Dead Briton in Macedonia did not have Ebola

A British man who died in Macedonia displaying Ebola-like symptoms did not have the disease, results from a German lab analysis showed, an official said on Saturday.
“The patient did not have the Ebola virus,” health ministry spokeswoman Jovanka Kostovska told reporters.
An autopsy to determine the cause of his death was being undertaken, she said.
Thirty-five people quarantined after it was thought they had contact with him were to be released.
The British man died in the Macedonian capital Skopje on Thursday after displaying fever and severe vomiting, symptoms associated with Ebola.

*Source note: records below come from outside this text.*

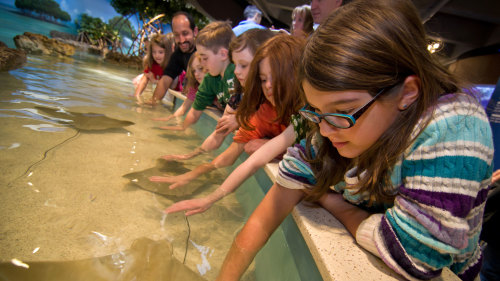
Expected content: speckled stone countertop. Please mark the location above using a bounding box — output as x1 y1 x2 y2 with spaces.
169 90 460 281
265 163 460 281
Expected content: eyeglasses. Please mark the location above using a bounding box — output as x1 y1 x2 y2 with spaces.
299 86 393 129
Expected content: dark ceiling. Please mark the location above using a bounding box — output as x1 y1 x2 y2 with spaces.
190 0 500 62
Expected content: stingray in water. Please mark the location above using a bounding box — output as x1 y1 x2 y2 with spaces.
0 238 204 281
123 159 220 197
8 106 135 186
35 106 135 132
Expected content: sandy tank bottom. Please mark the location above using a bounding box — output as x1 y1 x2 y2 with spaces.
0 53 252 280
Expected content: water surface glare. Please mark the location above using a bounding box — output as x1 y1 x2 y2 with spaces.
0 54 251 280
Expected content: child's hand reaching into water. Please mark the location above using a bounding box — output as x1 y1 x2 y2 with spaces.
149 174 191 189
161 147 205 161
151 114 175 121
164 197 213 216
215 114 240 135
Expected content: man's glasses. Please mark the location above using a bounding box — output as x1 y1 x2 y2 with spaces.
299 86 393 129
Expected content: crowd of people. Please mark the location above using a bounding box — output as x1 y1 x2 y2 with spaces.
129 0 500 280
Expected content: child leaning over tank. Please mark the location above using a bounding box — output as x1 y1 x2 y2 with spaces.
162 29 274 160
217 0 493 280
134 33 175 104
150 35 304 189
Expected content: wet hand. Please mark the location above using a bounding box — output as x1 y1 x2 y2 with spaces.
161 154 192 161
160 126 184 131
164 198 212 216
149 175 190 189
245 139 269 155
151 114 175 121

Initial tests in Macedonia showed it was highly unlikely that the man had Ebola, but authorities sent samples to a laboratory in Hamburg for further analysis.
Macedonian authorities quarantined 25 people from the hotel where the man had been staying, including a fellow Briton, along with 10 people in the hospital where he was admitted.
The head of the hospital, Zvonko Milenkovic, said Saturday that Briton’s symptoms may be of various illnesses but excluded any infectious disease.
Macedonian official have not named the victim, saying only that he was born in 1956.
He arrived in Macedonia from London on October 2 and was not thought to have travelled to any of the west African countries affected by the Ebola virus, his friends were reported to have said.
The current Ebola outbreak, the worst on record, has claimed more than 4,000 lives since the start of the year, mainly in Guinea, Liberia and Sierra Leone.
A nurse in Spain this week became the first person to contract the killer virus outside Africa, after caring for two repatriated Ebola patients who later died at a Madrid hospital.